Mir ging es jedenfalls heute darum, dass niemand der anderen in diese Falle tappt, die mich gestern halt gleich zweimal erwischt hatte. Einem Kunden die Außenstände zweimal und dann auch noch unterschiedlich falsch mitteilen, muss man in dieser Form ja auch erst einmal zustande bringen. Zu meiner völligen Verblüffung verwendeten die Kolleg:innen aus Belgien und Frankreich viel Zeit darauf, mir zu sagen, wie leid es ihnen tut, dass mir das passiert ist und wie unangenehm es doch gewesen sein muss. Das war in meiner Gedankenwelt jetzt so gar nicht angelegt. Ja, war natürlich doof, aber war ja gestern, heute schauen wir, dass es nicht wieder und auch niemandem sonst passiert.

Ich war jedenfalls verwundert, erst etwas ungeduldig, dann fand ich es auch irgendwie nett, es war eine sonderbare Erfahrung für mich. Ich kann mich nicht erinnern, dass es mir jemals in den Kopf gekommen wäre, so zu reagieren, maximal würde ich vielleicht „what an unbelievable piece of shit!“ sagen. Ich habe hier noch Gelegenheit, an meinem interkollegialen Repertoire zu arbeiten!

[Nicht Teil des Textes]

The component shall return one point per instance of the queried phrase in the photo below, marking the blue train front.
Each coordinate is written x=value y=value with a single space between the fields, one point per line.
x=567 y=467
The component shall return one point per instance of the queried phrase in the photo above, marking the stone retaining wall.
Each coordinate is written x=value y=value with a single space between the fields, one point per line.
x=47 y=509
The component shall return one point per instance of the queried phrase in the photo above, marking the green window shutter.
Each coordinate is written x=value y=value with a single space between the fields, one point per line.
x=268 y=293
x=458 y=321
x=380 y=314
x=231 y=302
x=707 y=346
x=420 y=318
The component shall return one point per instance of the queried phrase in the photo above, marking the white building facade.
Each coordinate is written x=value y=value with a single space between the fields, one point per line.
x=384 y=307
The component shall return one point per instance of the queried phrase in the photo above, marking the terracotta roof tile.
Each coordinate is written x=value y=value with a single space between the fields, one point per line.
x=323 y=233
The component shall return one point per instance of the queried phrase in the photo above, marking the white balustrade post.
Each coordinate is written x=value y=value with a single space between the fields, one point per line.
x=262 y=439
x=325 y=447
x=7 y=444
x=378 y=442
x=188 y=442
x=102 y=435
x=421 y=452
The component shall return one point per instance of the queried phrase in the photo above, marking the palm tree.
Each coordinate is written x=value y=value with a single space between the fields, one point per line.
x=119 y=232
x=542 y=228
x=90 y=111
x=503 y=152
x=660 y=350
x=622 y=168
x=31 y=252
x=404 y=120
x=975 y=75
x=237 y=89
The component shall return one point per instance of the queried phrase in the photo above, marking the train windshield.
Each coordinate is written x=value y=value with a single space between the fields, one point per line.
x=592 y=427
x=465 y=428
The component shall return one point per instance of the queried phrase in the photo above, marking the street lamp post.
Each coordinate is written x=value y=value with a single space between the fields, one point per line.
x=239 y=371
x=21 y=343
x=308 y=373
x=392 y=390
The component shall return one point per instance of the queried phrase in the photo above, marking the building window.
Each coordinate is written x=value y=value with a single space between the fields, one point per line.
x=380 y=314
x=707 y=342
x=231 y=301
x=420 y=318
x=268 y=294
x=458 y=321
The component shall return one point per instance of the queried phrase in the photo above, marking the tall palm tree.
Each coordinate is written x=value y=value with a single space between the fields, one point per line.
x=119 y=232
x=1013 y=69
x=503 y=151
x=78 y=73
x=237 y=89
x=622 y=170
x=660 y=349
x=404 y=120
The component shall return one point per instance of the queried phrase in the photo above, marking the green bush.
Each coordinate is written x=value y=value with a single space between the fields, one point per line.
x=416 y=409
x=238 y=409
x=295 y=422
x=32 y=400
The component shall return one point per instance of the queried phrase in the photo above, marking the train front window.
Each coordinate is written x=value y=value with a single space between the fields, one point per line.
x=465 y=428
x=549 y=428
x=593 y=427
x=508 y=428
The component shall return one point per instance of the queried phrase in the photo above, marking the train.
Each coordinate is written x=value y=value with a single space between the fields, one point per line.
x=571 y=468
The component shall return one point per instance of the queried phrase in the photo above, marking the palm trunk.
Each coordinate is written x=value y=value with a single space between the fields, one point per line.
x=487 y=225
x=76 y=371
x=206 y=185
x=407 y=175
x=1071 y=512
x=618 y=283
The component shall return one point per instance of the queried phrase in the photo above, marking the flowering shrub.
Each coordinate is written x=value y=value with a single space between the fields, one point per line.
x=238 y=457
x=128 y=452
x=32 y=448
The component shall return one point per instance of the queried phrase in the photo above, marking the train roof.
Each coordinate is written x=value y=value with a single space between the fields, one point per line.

Der Heimweg per Rad nach Hause – das Rad stand noch von gestern am Büro – verlief nach Törtchen und Champagner sehr beschwingt. Trotz Hitze. Seit ich Radieschen mit Salz esse, ist mir heiß und ich bin verschwitzt, wie normale Menschen. Das Kopfdröhnen, die Übelkeit und der leichte Schwindel den ganzen Tag sind bislang weg. Da es erst drei wirklich heiße Tage seither gab, mag das natürlich noch Zufall sein.

1 Kommentar zu „25. Juni 2025 – Nur hier!“

  1. Ich bin immer wieder begeistert von Ihren Beobachtung des menschlichen Lebens und fasziniert wenn Sie beschreiben das Sie eine neue menschliche Reaktion entdecken. Das finde ich so spannend und ist mir ein Grund warum ich so gerne die unterschiedlichsten Blogs lese.